SD-WAN… The New Normal
What is it? Do I have it? Do I need it?
WAN needs have increased due to the surge in remote working and learning. Most companies connect networks and locations using MPLS. MPLS can be very expensive and, by itself, can lack essential redundancy. SD-WAN, however, has evolved to meet the rise in connectivity demands without straining budgets.

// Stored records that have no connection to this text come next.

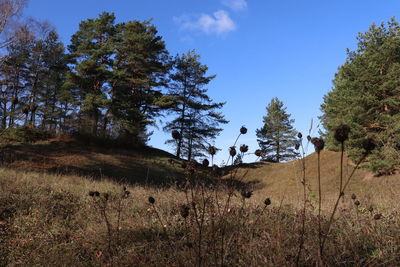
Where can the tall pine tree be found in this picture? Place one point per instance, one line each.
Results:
(141, 65)
(277, 137)
(365, 96)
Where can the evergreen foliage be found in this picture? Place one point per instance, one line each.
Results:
(112, 83)
(197, 118)
(277, 138)
(365, 96)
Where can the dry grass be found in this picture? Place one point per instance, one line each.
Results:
(49, 219)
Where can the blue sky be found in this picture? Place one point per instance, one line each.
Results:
(259, 49)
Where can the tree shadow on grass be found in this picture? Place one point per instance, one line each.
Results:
(145, 166)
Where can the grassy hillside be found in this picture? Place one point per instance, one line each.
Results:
(72, 156)
(49, 218)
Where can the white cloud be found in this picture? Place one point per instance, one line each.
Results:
(218, 23)
(235, 5)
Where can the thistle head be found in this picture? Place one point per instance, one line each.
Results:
(377, 216)
(176, 135)
(212, 150)
(152, 200)
(368, 144)
(243, 130)
(244, 148)
(232, 151)
(184, 211)
(205, 163)
(297, 146)
(318, 143)
(342, 133)
(259, 153)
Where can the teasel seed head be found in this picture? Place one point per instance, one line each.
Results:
(377, 216)
(318, 143)
(232, 151)
(184, 210)
(259, 153)
(369, 145)
(267, 201)
(342, 133)
(212, 150)
(205, 163)
(176, 135)
(244, 148)
(152, 200)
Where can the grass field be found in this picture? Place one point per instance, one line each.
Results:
(47, 216)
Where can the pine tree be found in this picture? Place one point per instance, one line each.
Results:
(277, 137)
(141, 65)
(365, 96)
(197, 118)
(92, 48)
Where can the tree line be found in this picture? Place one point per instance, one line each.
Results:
(114, 80)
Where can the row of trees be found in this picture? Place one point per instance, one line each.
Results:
(366, 97)
(114, 81)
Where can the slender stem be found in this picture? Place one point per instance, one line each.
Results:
(303, 219)
(341, 194)
(341, 167)
(319, 204)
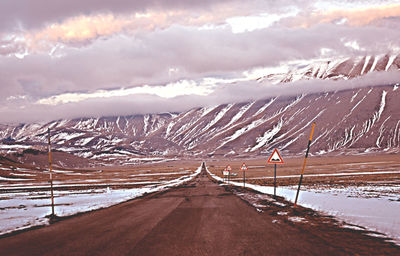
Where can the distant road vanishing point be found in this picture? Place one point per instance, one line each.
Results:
(198, 218)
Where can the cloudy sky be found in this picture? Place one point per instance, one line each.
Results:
(76, 58)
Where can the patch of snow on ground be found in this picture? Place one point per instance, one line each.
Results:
(376, 214)
(296, 219)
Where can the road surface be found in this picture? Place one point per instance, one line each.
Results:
(199, 218)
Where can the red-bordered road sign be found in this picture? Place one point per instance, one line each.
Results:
(275, 158)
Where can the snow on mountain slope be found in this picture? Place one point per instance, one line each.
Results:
(345, 69)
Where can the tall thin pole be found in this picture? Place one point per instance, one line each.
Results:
(275, 180)
(51, 176)
(304, 164)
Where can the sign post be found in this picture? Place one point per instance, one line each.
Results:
(275, 158)
(225, 173)
(51, 177)
(244, 169)
(229, 169)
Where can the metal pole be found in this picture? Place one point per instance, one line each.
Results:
(51, 177)
(275, 180)
(304, 165)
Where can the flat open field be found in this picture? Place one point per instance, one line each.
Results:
(340, 181)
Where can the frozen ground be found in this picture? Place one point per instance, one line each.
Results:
(21, 210)
(374, 207)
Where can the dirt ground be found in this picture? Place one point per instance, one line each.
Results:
(261, 173)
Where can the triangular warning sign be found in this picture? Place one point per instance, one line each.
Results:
(275, 158)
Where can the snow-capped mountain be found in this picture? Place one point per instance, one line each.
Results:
(354, 121)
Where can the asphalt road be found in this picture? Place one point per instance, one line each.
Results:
(200, 218)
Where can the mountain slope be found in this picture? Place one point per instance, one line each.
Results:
(352, 121)
(355, 121)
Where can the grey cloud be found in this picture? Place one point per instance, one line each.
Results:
(146, 58)
(33, 14)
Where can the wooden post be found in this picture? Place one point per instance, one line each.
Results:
(304, 164)
(51, 177)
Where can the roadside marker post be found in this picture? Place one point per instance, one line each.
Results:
(304, 164)
(275, 158)
(51, 176)
(225, 173)
(244, 169)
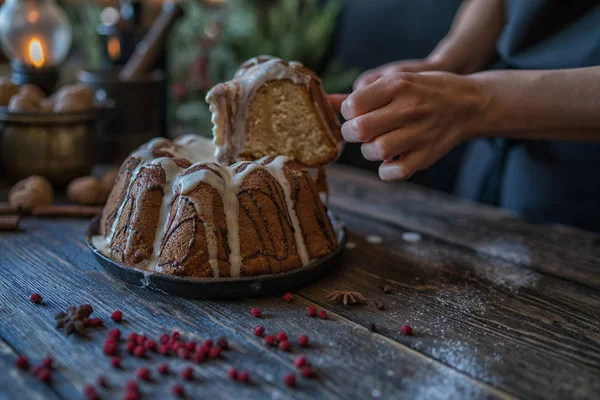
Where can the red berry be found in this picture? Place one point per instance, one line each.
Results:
(232, 373)
(303, 340)
(117, 316)
(163, 369)
(44, 375)
(131, 386)
(115, 362)
(143, 373)
(178, 390)
(290, 379)
(300, 362)
(114, 333)
(22, 362)
(150, 345)
(223, 343)
(307, 372)
(90, 392)
(243, 377)
(139, 351)
(270, 340)
(287, 297)
(36, 298)
(214, 352)
(284, 345)
(47, 362)
(187, 373)
(259, 330)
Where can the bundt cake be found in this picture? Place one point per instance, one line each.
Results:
(173, 210)
(270, 108)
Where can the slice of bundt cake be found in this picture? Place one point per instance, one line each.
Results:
(270, 108)
(206, 220)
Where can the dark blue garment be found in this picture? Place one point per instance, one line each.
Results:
(543, 181)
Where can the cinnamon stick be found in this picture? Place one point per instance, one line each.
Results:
(9, 223)
(7, 209)
(66, 210)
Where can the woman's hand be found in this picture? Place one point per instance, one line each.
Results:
(410, 120)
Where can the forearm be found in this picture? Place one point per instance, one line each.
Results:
(546, 105)
(471, 42)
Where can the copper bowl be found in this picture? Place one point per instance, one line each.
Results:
(57, 146)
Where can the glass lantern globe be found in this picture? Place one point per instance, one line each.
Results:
(35, 33)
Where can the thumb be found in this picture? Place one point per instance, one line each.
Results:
(336, 101)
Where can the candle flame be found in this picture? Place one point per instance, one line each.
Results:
(114, 47)
(36, 53)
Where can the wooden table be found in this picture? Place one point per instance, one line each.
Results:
(500, 308)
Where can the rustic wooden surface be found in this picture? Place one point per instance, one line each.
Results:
(500, 309)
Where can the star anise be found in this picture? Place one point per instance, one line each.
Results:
(74, 320)
(345, 297)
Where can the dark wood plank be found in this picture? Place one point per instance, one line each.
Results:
(50, 257)
(530, 334)
(561, 251)
(15, 384)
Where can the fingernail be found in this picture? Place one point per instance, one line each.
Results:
(389, 172)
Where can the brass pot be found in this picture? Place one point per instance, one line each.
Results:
(57, 146)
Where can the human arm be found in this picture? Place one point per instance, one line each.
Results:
(468, 47)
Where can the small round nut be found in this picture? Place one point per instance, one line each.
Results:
(24, 103)
(86, 190)
(108, 180)
(31, 192)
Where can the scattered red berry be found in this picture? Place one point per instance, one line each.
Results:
(243, 377)
(178, 390)
(114, 334)
(36, 298)
(223, 343)
(259, 330)
(256, 312)
(22, 362)
(307, 372)
(143, 373)
(139, 351)
(47, 362)
(187, 373)
(270, 340)
(150, 345)
(115, 362)
(284, 345)
(303, 340)
(300, 362)
(232, 373)
(290, 379)
(117, 316)
(214, 352)
(163, 369)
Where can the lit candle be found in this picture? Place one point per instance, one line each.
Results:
(36, 53)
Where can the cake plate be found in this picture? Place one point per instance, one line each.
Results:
(222, 288)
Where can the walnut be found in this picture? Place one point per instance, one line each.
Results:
(24, 103)
(7, 90)
(86, 190)
(108, 180)
(31, 192)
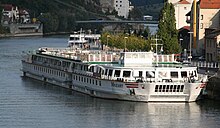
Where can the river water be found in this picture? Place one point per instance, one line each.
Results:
(27, 103)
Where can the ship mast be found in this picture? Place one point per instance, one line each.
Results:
(194, 24)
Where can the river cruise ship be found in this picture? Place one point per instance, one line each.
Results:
(132, 76)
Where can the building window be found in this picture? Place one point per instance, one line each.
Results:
(201, 17)
(201, 25)
(174, 74)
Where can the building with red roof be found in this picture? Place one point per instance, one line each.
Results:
(207, 17)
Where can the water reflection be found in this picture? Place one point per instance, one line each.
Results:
(27, 103)
(86, 111)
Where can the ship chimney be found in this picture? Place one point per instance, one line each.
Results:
(194, 24)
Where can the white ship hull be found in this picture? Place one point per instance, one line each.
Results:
(128, 76)
(110, 89)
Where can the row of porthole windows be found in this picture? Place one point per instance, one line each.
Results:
(169, 88)
(49, 71)
(87, 80)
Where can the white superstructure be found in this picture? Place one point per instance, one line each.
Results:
(133, 76)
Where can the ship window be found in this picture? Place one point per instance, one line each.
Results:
(183, 74)
(106, 71)
(174, 88)
(160, 88)
(195, 73)
(150, 74)
(110, 73)
(167, 89)
(182, 87)
(171, 88)
(164, 87)
(126, 73)
(117, 73)
(178, 88)
(174, 74)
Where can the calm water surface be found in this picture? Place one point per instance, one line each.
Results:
(27, 103)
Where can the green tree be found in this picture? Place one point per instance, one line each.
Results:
(50, 22)
(1, 28)
(167, 29)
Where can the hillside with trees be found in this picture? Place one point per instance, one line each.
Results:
(59, 15)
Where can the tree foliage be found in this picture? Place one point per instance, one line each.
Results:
(59, 15)
(167, 29)
(122, 41)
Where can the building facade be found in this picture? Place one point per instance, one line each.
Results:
(122, 7)
(212, 44)
(182, 7)
(209, 17)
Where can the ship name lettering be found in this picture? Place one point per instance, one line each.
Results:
(117, 85)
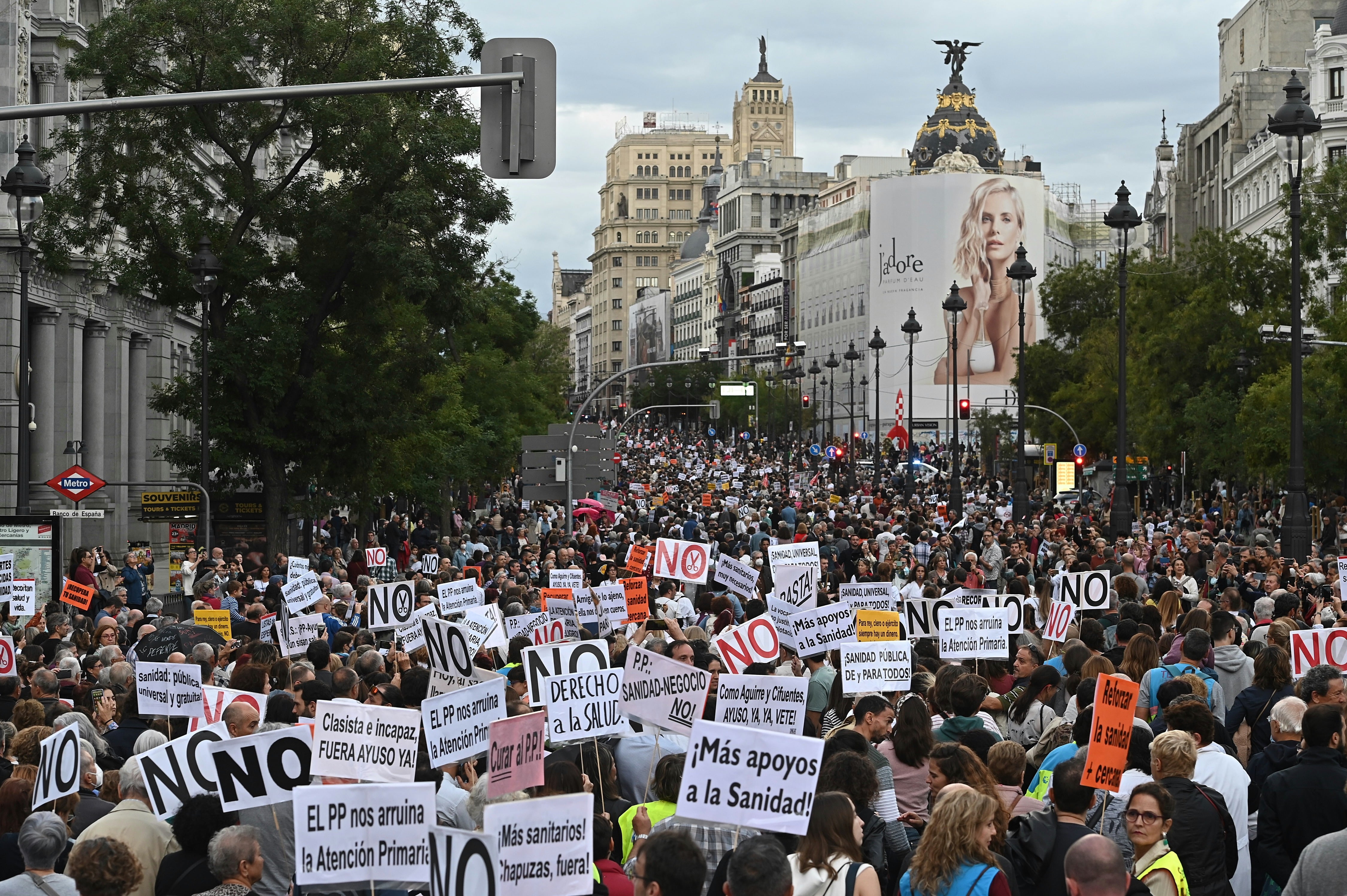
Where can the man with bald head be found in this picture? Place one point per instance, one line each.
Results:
(240, 719)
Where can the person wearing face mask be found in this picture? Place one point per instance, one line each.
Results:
(92, 808)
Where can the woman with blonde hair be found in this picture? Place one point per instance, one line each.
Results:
(992, 230)
(954, 857)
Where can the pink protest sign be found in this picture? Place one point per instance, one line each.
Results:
(515, 760)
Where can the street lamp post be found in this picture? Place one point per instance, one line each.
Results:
(1294, 125)
(1022, 273)
(26, 185)
(877, 345)
(954, 306)
(1122, 217)
(911, 329)
(205, 275)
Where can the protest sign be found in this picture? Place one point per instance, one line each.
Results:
(459, 596)
(459, 724)
(636, 558)
(461, 863)
(1087, 591)
(772, 703)
(362, 833)
(974, 633)
(365, 742)
(751, 778)
(798, 587)
(584, 705)
(216, 701)
(566, 579)
(561, 660)
(215, 620)
(181, 768)
(879, 626)
(169, 689)
(782, 614)
(686, 561)
(876, 666)
(755, 642)
(638, 600)
(521, 829)
(515, 759)
(58, 767)
(740, 579)
(1059, 620)
(822, 630)
(869, 596)
(260, 770)
(390, 606)
(793, 554)
(23, 598)
(663, 693)
(1318, 646)
(1111, 735)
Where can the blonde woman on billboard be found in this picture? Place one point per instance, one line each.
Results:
(989, 234)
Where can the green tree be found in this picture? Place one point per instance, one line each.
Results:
(352, 230)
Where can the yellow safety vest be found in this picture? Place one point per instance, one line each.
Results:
(1170, 863)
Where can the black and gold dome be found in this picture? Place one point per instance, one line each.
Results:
(955, 125)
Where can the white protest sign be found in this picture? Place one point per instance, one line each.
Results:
(782, 614)
(974, 633)
(793, 554)
(750, 777)
(58, 767)
(869, 596)
(798, 587)
(459, 596)
(573, 580)
(23, 598)
(260, 770)
(1059, 620)
(740, 579)
(390, 606)
(564, 824)
(180, 770)
(459, 724)
(461, 863)
(663, 693)
(876, 666)
(365, 742)
(755, 642)
(561, 660)
(216, 701)
(169, 689)
(822, 630)
(772, 703)
(686, 561)
(352, 833)
(585, 705)
(1087, 591)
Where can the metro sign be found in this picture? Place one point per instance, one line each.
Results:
(77, 484)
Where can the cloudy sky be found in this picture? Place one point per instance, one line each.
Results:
(1077, 84)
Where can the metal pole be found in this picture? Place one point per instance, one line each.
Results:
(1295, 536)
(257, 95)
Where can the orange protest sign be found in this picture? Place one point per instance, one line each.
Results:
(77, 595)
(638, 600)
(1114, 707)
(636, 560)
(559, 593)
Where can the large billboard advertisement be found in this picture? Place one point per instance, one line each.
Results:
(648, 328)
(935, 230)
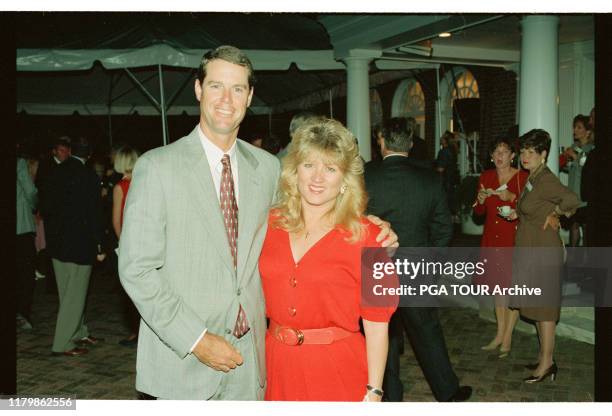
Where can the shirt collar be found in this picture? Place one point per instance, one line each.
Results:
(394, 154)
(79, 159)
(213, 153)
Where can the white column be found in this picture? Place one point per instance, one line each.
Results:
(539, 80)
(358, 102)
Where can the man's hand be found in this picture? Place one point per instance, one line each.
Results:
(512, 216)
(483, 194)
(217, 353)
(571, 153)
(387, 237)
(506, 195)
(552, 220)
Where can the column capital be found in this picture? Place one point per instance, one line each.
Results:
(539, 18)
(357, 54)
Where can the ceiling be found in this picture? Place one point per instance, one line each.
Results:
(397, 43)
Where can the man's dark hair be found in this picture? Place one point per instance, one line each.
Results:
(298, 119)
(81, 147)
(230, 54)
(62, 141)
(536, 139)
(585, 120)
(503, 139)
(397, 135)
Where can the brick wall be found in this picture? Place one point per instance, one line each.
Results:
(497, 89)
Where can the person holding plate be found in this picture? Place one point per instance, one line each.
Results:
(499, 189)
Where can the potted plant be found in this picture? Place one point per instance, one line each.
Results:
(466, 195)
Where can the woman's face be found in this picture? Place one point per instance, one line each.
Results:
(531, 159)
(319, 182)
(580, 132)
(502, 156)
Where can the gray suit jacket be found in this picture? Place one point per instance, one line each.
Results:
(176, 265)
(26, 199)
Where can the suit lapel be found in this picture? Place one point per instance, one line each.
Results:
(249, 181)
(207, 198)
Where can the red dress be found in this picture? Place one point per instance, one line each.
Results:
(326, 292)
(497, 231)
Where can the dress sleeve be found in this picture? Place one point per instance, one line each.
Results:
(564, 199)
(478, 208)
(375, 308)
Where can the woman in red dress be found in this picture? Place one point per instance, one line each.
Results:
(311, 275)
(125, 159)
(498, 188)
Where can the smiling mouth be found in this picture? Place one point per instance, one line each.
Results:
(225, 113)
(315, 189)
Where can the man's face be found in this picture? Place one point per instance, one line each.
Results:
(224, 96)
(61, 152)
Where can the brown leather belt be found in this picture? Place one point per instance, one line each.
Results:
(294, 336)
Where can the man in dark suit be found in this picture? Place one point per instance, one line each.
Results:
(418, 151)
(59, 153)
(413, 200)
(73, 216)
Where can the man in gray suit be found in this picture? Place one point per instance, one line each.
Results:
(194, 224)
(180, 260)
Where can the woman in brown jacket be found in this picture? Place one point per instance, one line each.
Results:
(542, 202)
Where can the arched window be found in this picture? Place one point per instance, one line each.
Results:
(458, 84)
(409, 101)
(375, 108)
(465, 86)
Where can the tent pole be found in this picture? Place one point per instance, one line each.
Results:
(269, 123)
(162, 104)
(110, 121)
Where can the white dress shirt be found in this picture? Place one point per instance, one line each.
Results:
(214, 156)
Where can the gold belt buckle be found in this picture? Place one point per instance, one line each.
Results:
(289, 336)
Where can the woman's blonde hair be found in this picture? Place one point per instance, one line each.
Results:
(337, 146)
(125, 159)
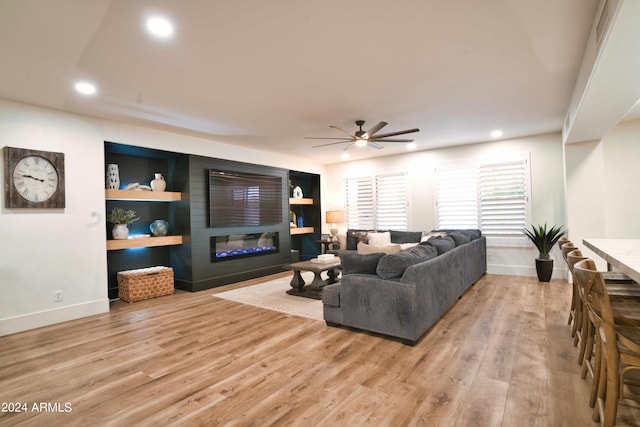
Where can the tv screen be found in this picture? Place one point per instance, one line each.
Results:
(238, 199)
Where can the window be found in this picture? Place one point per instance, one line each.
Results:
(377, 202)
(491, 196)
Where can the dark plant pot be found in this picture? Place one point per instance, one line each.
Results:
(544, 268)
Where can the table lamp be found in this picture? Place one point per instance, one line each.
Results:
(333, 218)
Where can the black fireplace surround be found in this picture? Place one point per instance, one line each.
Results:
(234, 246)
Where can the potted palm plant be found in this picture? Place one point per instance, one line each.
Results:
(544, 238)
(120, 220)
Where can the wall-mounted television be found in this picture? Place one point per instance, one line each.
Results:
(240, 199)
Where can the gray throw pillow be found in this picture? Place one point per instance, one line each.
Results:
(394, 265)
(460, 237)
(442, 244)
(353, 263)
(356, 236)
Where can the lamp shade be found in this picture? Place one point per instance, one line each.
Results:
(334, 217)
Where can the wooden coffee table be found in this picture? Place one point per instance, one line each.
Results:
(314, 289)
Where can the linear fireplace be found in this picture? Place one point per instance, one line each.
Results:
(234, 246)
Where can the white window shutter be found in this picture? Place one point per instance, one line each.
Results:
(457, 197)
(377, 202)
(391, 197)
(360, 203)
(503, 197)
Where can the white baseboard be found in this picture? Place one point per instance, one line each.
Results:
(12, 325)
(518, 270)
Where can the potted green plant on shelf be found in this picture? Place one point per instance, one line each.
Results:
(120, 220)
(544, 238)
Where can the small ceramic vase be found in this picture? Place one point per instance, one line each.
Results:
(113, 177)
(158, 183)
(159, 228)
(120, 231)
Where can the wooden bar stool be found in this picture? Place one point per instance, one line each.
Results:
(617, 345)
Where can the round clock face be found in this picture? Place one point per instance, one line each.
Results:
(35, 178)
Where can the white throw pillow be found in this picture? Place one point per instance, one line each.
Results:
(364, 249)
(379, 239)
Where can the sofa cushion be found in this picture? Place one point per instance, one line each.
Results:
(393, 266)
(363, 248)
(442, 244)
(331, 295)
(353, 262)
(379, 239)
(460, 237)
(405, 236)
(354, 237)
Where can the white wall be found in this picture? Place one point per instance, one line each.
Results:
(547, 192)
(603, 187)
(42, 250)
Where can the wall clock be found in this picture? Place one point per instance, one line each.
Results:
(33, 178)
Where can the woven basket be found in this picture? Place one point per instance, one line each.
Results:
(145, 283)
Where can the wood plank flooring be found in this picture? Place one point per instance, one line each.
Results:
(502, 356)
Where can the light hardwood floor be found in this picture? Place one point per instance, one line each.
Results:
(502, 356)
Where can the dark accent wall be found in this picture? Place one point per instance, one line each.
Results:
(192, 264)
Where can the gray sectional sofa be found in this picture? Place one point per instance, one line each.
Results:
(402, 294)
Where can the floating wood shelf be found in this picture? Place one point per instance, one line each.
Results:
(143, 242)
(302, 230)
(147, 196)
(301, 201)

Discussing technology is sometimes easier with an analogy. An example that comes to mind when discussing remote connections and SD-WAN is a paper clip and rubber band. A paper clip in its original form cannot successfully secure cables for storage/transport purposes. A rubber band, if tied, could help but in a cumbersome way. There’s tying & untying with breakdown over time. However, if you combine a paper clip and a rubber band, you can dynamically bundle and release cables quickly and easily for storage and transport.
What is SD-WAN?
SD-WAN connects resources over a WAN link with software, automatically securing networks and locations together while maintaining flexibility. It’s the rubber band. Using internet providers, MPLS connects networks and locations as a service. It’s the paper clip. SD-WAN can effectively do the job. Add it to your MPLS and you have an innovative, cost-effective, redundant solution to optimize and control increased WAN data flow. SD-WAN can utilize your existing MPLS as primary, augmenting it with redundancy through less expensive internet connections, giving a more stable and reliable solution.
Do I already have SD-WAN?
When working with and for companies, I have found that when talking about SD-WAN most don’t fully understand what it is and if they have it. I believe the reason for this is SD-WAN wasn’t a common industry term until 2014.
If you are using VPN and wireless access points (AP) then you already have SD-WAN. VPN tunnels and/or connecting wirelessly to an AP encapsulates the data session. This encapsulation creates a secure and trusted tunnel through a network allowing for reduced overhead on the intermediate hops only required to forward the traffic instead of inspecting the traffic which adds overhead “latency”.
Other common uses of SD-WAN today are with laptops that can VPN into a network via software soft clients without a hardware device at their remote location. As well as most access points can be setup or reconfigured from a campus AP to work as a remote AP establishing the VPN connection automatically.
Do I need SD-WAN?
SD-WAN isn’t going anywhere and as we continue the push to moving applications to the cloud the demand for SD-WAN is going to increase and will need solutions to adapt much like the paperclip. So yes, I would say not only do you need it you need to truly understand it.